あえて文句をつけるなら、タクシーがあれだけ事故ったのに人間は無傷でZQNは消えて無くなるってのはどうかと思うが、これはもうゾンビ映画のお約束なので突っ込まないこととする。(『ワールドウォーZ』なんて、飛行機が落ちても人間だけが生き残る都合良さっぷりだった。)
私は本作を「和製ゾンビ映画」としての完成系だと思っている。銃社会のアメリカではゾンビと戦う時も勿論銃をぶっ放すわけだが、日本ではそうはいかない。効くわけもないモデルガンを手にして戦う様はアメリカでは理解されないかもしれないが、これは和製ゾンビ映画ならではのシーンだと思う。
また本作メインのZQN描写も、R15指定であることに迷いのない振り切ったグロ描写も、「よくやってくれた」と言いたい。ときどき日本映画にある必要性のないグロ描写ではなく、本作でのグロ描写は観客を引き込むために必要な演出であり、効果的に使われている。なお、ZQN演出は韓国の会社によって手掛けられており、この点も、日本だけではできない完成度を達成させたよい判断である。
監督、脚本、演出、演技、特殊効果。
映画ならではの要素がつまりにつまった本作こそ、GWに見るべき一本である。
名探偵コナン 純黒の悪夢
【評価】★★☆☆☆
ジュラシック・ワールド
【評価】★★★☆☆
進撃の巨人
海街diary
【評価】★★★☆☆
現実の風景や人間を現実よりも一段と美しく映す天才。これはもうヒーリング映画。
【紹介】
「誰も知らない」「そして父になる」の是枝裕和監督の最新作。原作はマンガ大賞2013受賞。
【批評】
とにかく絵が綺麗。
鎌倉の海、町並みは勿論のこと、すずが二人のりの自転車で桜並木のトンネルを抜けるシーンは実写であることを疑うほど美しい。これもまあ是枝監督の力であり、「そして父になる」のラストシーンを連想した人も多いはず。
2時間たっぷり、ストーリーにこれといった起伏なしの映画なのに、最後まで飽きずに見られるのは絵の美しさによるところが大きいと思う。
そして出て来る人物の心も、これがまた美しい。
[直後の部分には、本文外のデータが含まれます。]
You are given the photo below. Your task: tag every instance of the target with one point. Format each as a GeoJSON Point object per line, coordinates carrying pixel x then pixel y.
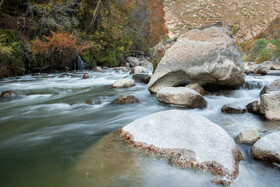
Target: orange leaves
{"type": "Point", "coordinates": [59, 41]}
{"type": "Point", "coordinates": [58, 49]}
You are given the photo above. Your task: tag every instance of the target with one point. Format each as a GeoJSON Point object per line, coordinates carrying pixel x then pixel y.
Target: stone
{"type": "Point", "coordinates": [197, 88]}
{"type": "Point", "coordinates": [270, 105]}
{"type": "Point", "coordinates": [138, 69]}
{"type": "Point", "coordinates": [142, 78]}
{"type": "Point", "coordinates": [97, 68]}
{"type": "Point", "coordinates": [207, 56]}
{"type": "Point", "coordinates": [267, 148]}
{"type": "Point", "coordinates": [248, 136]}
{"type": "Point", "coordinates": [253, 107]}
{"type": "Point", "coordinates": [85, 76]}
{"type": "Point", "coordinates": [126, 99]}
{"type": "Point", "coordinates": [275, 86]}
{"type": "Point", "coordinates": [181, 96]}
{"type": "Point", "coordinates": [8, 93]}
{"type": "Point", "coordinates": [124, 83]}
{"type": "Point", "coordinates": [229, 108]}
{"type": "Point", "coordinates": [133, 61]}
{"type": "Point", "coordinates": [187, 140]}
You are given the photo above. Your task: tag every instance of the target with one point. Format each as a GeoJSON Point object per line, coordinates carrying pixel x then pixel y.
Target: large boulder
{"type": "Point", "coordinates": [267, 148]}
{"type": "Point", "coordinates": [270, 105]}
{"type": "Point", "coordinates": [206, 57]}
{"type": "Point", "coordinates": [188, 140]}
{"type": "Point", "coordinates": [124, 83]}
{"type": "Point", "coordinates": [197, 88]}
{"type": "Point", "coordinates": [181, 96]}
{"type": "Point", "coordinates": [133, 61]}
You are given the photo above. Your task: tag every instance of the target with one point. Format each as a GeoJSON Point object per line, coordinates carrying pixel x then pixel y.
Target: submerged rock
{"type": "Point", "coordinates": [248, 136]}
{"type": "Point", "coordinates": [268, 148]}
{"type": "Point", "coordinates": [142, 78]}
{"type": "Point", "coordinates": [133, 61]}
{"type": "Point", "coordinates": [253, 107]}
{"type": "Point", "coordinates": [233, 109]}
{"type": "Point", "coordinates": [126, 99]}
{"type": "Point", "coordinates": [207, 56]}
{"type": "Point", "coordinates": [124, 83]}
{"type": "Point", "coordinates": [181, 96]}
{"type": "Point", "coordinates": [188, 140]}
{"type": "Point", "coordinates": [197, 88]}
{"type": "Point", "coordinates": [8, 93]}
{"type": "Point", "coordinates": [85, 76]}
{"type": "Point", "coordinates": [138, 69]}
{"type": "Point", "coordinates": [275, 86]}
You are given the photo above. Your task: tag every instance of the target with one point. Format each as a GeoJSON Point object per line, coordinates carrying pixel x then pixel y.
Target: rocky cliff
{"type": "Point", "coordinates": [246, 18]}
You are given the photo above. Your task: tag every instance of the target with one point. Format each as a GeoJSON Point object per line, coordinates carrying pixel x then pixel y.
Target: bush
{"type": "Point", "coordinates": [12, 58]}
{"type": "Point", "coordinates": [58, 49]}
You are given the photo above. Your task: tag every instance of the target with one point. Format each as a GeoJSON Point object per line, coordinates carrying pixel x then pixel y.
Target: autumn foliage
{"type": "Point", "coordinates": [59, 48]}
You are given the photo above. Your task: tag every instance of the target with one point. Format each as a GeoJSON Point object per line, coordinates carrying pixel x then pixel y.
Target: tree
{"type": "Point", "coordinates": [59, 48]}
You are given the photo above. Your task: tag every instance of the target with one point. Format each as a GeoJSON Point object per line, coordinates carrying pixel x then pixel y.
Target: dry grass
{"type": "Point", "coordinates": [252, 16]}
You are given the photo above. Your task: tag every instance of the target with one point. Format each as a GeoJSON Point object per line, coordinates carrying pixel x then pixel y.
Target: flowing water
{"type": "Point", "coordinates": [50, 136]}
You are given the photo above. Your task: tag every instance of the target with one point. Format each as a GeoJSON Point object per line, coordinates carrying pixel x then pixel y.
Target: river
{"type": "Point", "coordinates": [50, 136]}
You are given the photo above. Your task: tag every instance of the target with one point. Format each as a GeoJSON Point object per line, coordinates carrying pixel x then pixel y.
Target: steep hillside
{"type": "Point", "coordinates": [247, 17]}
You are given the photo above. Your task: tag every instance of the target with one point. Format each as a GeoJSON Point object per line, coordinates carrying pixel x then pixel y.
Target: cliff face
{"type": "Point", "coordinates": [251, 16]}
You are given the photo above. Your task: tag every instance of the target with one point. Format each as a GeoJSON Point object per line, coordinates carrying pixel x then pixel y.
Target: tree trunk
{"type": "Point", "coordinates": [94, 16]}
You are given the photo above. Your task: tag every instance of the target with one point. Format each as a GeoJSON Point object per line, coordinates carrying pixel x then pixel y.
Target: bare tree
{"type": "Point", "coordinates": [94, 15]}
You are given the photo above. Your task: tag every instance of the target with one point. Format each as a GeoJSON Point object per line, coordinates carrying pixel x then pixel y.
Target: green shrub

登場人物全員性格がいい。腹違いの妹との突然の共同生活がここまで無難に進むとは思えないけど、みんないい人だから大きな問題なく生活していく。すずもあまりに性格がよく、「幸ねえのこと、三人で一緒に考えたい」なんてこと言う中学生いない、いるはずがない。(無論、いい子を演じているのはそうだが、ここは本音だと信じている。)
このあたり、当然、ファンタジーであることを意識して監督は作られているのだと思う。今回は徹底して「美しい映画」を撮りたかったのだろう。
そしてこの映画は、泣ける。ラストシーン手前の、幸とすずが丘の上で叫ぶシーンはもちろんのこと、佳乃が幸に仕事で出会う「死」について質問するシーンなど、随所に泣けるシーンがちりばめられている。それも”さらー”と粘度の低い涙が流れる感じで、泣いているこっちの心が浄化される感覚になれる。
総評して、これはもうある意味「ヒーリング映画」だと思う。美しい景色と美しい人間ドラマを見せることで、観客の心を癒して浄化する効果があるのではないか。
ただし、ストーリーはどうなんだろう?という感じ。親との確執であったり、不倫問題であったり、テーマ自体はこれまでに使い古された内容ばかり。「ありきたりの問題に対して、可愛い女の子と地域の人たちが苦労する」という、なんだか、朝のNHK連続テレビ小説を2時間見せられているようでした。
それでも、最後まで飽きることなく見れるのは、この映画がヒーリング効果抜群だから。最近心が疲れているあなたにおすすめの映画です。